El gobierno de Donald Trump ha puesto en marcha una vasta maquinaria interagencias, liderada por el FBI, destinada a identificar y procesar a individuos y grupos calificados como “marxistas”, “anarquistas” y opositores a los valores tradicionales de Estados Unidos. Bajo el amparo del Memorando de Seguridad Nacional número siete (NSPM 7), la administración busca desmantelar lo que denomina una red de terrorismo doméstico vinculada al movimiento Antifa.
Esta nueva arquitectura legal no solo apunta a actos de violencia, sino que extiende su vigilancia a quienes expresen hostilidad hacia conceptos oficiales sobre la familia, la raza y la religión, generando una fuerte alerta entre organizaciones de derechos civiles.
El caso Texas: La primera condena por “apoyo al terrorismo”
El primer gran golpe judicial de esta política ocurrió en Fort Worth, Texas. Nueve manifestantes que protestaban contra las políticas migratorias en el centro de detención de Prairieland fueron declarados culpables de cargos graves, incluyendo homicidio y apoyo material al terrorismo.
El incidente escaló cuando una protesta que incluía el uso de fuegos artificiales terminó en un tiroteo tras la llegada de la policía. Aunque las leyes de Texas permiten el porte de armas automáticas, el uso de estas contra uniformados permitió al gobierno federal etiquetar el evento como un acto de “terrorismo doméstico”.
“Antifa es un grupo terrorista doméstico y este caso es solo el primer paso para desmantelarlos sistemáticamente”, afirmó la procuradora general, Pam Bondi.

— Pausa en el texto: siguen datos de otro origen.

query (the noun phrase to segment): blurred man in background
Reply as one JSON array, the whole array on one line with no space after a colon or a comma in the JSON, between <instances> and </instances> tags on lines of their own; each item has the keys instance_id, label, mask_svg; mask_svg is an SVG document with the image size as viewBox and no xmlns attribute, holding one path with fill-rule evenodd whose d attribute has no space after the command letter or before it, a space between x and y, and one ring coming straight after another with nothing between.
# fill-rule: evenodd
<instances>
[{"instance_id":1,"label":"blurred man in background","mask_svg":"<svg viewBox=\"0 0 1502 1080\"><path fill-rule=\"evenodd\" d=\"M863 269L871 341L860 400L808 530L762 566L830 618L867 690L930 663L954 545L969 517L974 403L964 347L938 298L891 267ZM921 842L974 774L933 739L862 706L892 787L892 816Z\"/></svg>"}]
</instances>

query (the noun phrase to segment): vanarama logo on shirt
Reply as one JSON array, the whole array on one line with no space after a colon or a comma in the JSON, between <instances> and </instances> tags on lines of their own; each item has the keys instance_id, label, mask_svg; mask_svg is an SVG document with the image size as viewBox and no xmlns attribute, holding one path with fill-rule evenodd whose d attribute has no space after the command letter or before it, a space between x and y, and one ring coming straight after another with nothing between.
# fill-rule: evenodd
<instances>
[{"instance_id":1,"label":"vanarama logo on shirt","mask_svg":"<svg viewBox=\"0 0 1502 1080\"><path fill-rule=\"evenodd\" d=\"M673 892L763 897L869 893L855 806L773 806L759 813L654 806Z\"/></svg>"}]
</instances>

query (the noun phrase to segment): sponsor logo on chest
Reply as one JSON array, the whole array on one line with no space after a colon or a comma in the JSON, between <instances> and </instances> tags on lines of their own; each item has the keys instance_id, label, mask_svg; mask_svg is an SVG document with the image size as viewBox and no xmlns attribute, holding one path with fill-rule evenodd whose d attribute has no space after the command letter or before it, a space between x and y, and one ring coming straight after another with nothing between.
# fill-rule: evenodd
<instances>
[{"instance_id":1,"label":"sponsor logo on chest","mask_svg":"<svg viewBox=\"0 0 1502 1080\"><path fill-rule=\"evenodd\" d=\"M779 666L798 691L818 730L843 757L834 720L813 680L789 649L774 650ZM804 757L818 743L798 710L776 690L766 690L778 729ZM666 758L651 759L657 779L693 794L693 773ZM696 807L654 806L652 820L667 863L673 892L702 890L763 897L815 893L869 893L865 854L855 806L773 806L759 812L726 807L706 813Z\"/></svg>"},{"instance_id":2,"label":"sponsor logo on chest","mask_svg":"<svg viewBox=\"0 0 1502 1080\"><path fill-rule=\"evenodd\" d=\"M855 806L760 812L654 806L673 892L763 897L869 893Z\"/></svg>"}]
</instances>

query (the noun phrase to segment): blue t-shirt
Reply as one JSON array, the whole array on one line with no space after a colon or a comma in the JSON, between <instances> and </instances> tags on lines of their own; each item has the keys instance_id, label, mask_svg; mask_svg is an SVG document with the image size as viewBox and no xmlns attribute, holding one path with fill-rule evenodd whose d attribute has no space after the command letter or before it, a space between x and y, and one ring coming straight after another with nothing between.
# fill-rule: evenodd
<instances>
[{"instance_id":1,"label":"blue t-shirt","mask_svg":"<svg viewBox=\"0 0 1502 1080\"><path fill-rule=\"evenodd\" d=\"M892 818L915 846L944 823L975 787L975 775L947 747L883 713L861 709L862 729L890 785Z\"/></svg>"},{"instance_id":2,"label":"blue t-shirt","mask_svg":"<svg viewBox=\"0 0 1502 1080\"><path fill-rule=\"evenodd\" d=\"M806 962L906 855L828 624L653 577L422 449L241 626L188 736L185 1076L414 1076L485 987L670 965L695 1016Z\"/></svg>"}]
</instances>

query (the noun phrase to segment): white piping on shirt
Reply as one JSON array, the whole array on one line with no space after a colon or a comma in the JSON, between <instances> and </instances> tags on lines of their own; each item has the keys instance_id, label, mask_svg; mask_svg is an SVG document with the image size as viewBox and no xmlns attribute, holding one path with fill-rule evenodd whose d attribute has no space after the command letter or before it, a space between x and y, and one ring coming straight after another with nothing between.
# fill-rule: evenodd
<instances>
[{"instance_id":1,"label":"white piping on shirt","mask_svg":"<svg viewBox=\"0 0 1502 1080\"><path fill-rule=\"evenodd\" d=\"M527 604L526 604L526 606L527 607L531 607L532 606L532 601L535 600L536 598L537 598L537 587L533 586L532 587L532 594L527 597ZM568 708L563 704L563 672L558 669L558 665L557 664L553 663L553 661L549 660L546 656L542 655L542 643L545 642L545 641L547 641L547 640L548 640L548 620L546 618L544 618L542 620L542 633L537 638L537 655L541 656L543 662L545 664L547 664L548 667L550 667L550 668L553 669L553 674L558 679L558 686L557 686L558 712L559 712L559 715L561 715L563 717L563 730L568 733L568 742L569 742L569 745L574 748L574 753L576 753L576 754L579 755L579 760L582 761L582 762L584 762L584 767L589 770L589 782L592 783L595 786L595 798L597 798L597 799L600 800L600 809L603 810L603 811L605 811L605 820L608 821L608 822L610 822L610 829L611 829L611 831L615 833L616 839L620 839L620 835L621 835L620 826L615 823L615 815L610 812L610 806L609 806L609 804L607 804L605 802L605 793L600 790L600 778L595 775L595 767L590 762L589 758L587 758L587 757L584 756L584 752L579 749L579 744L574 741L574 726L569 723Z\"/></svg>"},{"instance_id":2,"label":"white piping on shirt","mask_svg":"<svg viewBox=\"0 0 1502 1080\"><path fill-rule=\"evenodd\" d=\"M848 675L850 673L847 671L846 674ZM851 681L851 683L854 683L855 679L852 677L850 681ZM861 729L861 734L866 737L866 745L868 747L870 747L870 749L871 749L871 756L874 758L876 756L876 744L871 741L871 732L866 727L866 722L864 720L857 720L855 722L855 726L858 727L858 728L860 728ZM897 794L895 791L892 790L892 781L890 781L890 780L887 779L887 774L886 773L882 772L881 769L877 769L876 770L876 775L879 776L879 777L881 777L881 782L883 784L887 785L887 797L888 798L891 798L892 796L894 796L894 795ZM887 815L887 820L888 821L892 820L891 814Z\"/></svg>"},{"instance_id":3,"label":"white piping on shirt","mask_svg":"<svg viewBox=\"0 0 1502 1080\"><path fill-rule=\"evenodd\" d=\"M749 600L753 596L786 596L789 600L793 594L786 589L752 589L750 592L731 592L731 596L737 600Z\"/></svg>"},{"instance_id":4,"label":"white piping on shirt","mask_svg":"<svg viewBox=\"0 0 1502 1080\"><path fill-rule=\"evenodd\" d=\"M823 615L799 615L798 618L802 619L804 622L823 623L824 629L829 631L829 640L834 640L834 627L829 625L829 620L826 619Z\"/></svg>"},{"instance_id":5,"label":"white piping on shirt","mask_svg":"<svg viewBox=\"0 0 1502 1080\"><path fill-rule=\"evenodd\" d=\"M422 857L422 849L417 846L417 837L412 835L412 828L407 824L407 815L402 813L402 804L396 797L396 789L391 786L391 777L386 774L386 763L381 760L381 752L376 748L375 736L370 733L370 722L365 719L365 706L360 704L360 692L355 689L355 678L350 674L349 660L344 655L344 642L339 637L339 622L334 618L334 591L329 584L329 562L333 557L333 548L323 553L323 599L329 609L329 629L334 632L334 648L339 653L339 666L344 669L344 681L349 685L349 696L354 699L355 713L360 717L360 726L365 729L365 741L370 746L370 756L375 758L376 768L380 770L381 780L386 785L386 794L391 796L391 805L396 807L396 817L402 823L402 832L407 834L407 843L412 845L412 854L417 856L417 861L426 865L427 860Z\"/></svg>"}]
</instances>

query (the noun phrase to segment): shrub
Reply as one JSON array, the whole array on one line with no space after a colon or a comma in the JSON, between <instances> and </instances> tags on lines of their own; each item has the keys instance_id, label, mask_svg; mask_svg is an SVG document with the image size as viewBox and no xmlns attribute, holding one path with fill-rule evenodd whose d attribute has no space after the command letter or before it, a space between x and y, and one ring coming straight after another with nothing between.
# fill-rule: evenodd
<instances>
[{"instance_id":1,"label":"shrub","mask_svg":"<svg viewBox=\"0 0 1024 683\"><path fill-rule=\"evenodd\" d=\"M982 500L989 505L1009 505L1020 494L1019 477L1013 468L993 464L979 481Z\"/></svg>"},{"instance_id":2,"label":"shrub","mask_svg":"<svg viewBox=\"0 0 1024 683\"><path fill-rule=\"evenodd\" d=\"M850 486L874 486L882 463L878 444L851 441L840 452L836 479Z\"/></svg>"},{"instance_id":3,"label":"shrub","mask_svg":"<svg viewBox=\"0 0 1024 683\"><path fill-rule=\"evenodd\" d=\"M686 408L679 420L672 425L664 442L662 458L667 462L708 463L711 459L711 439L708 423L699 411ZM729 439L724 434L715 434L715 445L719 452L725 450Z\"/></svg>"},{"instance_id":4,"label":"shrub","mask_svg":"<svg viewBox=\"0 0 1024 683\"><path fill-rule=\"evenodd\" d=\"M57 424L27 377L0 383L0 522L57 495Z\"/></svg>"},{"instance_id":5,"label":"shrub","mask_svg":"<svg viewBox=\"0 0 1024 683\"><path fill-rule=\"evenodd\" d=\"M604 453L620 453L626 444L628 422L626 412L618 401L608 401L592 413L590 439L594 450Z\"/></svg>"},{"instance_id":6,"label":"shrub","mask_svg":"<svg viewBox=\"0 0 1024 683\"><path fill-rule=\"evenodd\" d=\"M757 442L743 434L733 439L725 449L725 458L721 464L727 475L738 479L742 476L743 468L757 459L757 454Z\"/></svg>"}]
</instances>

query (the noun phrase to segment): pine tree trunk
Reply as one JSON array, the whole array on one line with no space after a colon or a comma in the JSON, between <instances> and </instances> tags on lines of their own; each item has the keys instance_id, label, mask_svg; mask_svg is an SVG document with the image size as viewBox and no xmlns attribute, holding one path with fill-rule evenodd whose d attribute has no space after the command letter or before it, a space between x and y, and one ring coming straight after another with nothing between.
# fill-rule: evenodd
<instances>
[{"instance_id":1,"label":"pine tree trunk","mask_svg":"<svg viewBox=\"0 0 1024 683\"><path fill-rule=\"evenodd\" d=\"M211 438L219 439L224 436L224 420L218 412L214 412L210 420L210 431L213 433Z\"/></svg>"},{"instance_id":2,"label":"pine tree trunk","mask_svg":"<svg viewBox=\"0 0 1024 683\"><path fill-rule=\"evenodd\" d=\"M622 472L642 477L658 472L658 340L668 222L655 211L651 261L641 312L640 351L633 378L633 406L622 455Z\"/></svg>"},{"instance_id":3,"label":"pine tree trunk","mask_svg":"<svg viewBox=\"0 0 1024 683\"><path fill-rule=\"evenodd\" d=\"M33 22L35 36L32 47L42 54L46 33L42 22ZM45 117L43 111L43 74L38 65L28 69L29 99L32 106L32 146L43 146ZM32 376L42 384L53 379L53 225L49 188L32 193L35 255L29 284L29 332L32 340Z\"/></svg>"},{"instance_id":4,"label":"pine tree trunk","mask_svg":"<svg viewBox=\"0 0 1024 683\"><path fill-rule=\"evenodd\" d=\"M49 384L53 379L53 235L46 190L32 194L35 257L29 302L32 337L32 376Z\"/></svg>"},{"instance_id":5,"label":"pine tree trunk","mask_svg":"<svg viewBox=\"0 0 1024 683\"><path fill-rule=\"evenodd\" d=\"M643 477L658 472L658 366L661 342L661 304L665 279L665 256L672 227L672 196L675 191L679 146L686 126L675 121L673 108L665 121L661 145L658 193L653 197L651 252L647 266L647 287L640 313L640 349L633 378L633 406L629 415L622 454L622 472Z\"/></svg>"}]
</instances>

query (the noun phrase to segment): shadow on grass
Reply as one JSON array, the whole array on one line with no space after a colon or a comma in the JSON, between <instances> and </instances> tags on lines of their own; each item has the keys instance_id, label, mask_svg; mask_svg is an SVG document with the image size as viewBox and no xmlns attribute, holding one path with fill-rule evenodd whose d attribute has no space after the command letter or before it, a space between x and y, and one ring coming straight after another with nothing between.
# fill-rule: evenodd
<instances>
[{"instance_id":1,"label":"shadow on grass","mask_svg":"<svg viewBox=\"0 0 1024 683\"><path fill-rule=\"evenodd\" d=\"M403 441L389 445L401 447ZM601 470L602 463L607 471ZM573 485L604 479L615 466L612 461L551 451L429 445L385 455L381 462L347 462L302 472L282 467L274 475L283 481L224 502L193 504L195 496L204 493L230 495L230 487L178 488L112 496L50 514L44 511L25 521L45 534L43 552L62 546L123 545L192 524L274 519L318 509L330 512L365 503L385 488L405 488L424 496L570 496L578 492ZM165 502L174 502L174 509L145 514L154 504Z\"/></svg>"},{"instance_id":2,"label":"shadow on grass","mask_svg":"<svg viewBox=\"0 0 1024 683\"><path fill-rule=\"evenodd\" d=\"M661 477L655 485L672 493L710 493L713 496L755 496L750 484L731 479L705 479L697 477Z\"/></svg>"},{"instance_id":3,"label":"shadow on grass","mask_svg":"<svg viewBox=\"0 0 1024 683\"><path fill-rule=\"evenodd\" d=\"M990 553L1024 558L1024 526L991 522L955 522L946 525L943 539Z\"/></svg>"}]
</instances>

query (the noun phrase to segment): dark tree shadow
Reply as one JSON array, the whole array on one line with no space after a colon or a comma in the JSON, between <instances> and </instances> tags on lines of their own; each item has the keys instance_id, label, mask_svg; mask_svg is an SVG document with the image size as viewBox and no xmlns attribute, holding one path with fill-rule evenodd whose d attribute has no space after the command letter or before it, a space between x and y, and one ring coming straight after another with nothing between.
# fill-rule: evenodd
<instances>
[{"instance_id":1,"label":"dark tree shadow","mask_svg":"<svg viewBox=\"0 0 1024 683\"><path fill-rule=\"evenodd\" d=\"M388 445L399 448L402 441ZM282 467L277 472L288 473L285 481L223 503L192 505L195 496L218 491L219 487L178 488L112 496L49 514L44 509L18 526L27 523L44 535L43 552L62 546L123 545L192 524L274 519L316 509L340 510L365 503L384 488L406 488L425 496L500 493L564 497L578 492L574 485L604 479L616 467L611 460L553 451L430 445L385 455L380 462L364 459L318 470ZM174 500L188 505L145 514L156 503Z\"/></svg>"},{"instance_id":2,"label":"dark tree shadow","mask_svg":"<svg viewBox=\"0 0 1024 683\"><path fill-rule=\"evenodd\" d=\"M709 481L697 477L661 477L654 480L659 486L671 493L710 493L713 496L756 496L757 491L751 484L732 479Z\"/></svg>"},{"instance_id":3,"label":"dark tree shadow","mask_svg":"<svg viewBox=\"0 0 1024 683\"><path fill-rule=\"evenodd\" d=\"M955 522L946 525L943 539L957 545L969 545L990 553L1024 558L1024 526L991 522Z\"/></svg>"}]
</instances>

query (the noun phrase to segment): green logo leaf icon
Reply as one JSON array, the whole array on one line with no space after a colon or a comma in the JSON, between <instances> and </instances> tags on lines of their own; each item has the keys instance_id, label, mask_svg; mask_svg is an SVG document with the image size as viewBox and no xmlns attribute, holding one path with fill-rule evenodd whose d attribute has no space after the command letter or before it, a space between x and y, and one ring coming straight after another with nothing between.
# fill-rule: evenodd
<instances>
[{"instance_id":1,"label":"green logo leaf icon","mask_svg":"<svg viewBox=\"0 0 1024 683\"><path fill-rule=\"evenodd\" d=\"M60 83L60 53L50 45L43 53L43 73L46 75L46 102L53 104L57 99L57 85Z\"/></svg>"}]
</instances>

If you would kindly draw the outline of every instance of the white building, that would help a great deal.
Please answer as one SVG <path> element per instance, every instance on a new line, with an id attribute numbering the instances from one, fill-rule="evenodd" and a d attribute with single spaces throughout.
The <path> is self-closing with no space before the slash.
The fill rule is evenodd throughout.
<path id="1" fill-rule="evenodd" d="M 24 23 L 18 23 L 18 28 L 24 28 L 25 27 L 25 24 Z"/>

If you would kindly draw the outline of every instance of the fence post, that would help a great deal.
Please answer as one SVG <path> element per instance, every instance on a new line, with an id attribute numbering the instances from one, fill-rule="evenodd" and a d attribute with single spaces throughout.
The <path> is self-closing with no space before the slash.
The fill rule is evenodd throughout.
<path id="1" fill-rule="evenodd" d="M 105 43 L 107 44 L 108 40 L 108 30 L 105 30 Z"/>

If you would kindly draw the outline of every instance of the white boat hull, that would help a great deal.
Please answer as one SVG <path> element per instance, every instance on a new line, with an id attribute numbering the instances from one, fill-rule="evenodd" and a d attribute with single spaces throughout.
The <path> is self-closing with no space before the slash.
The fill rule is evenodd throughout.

La controversia: ¿Existe realmente una organización “Antifa”?
A pesar de la retórica oficial, el juicio en Texas dejó al descubierto grietas en el argumento del gobierno. Documentos internos del propio FBI confirmaron que no se logró ubicar una “célula organizada” de Antifa, concluyendo que, al menos en esa región, el grupo no existe como estructura formal.
Expertos y activistas señalan que:
- Antifa no es una organización con jerarquía o base de datos, sino una etiqueta de autoadscripción para diversos colectivos antifascistas.
- A diferencia de grupos de ultraderecha como los Proud Boys, no se han hallado comunicaciones coordinadas a nivel nacional para el movimiento Antifa.
- El gobierno está utilizando tecnología de reconocimiento facial y escaneo de iris para registrar a participantes en manifestaciones pacíficas.
Vigilancia a ONG y voces disidentes
La ofensiva se extiende al ámbito administrativo. La procuradora Bondi ordenó la creación de un “centro de comando” para investigar el estatus de organizaciones no gubernamentales (ONG) que se oponen al gobierno. El objetivo es verificar si estas instituciones tienen vínculos con el “terrorismo” para revocar sus beneficios fiscales y silenciar su capacidad operativa.
“Un sueño febril de conspiraciones”: ACLU
La Unión Estadunidense para las Libertades Civiles (ACLU) ha calificado el memorando NSPM 7 como un intento deliberado de intimidar a la oposición. Según la organización, equiparar la crítica política con “conspiraciones criminales” representa una violación fundamental a la Constitución de los Estados Unidos y al derecho a la libre expresión.
Mientras Washington planea una cumbre internacional en verano para compartir inteligencia sobre estos grupos con gobiernos aliados, la polarización interna en EE. UU. alcanza niveles críticos ante lo que muchos consideran el inicio de una era de persecución ideológica formalizada.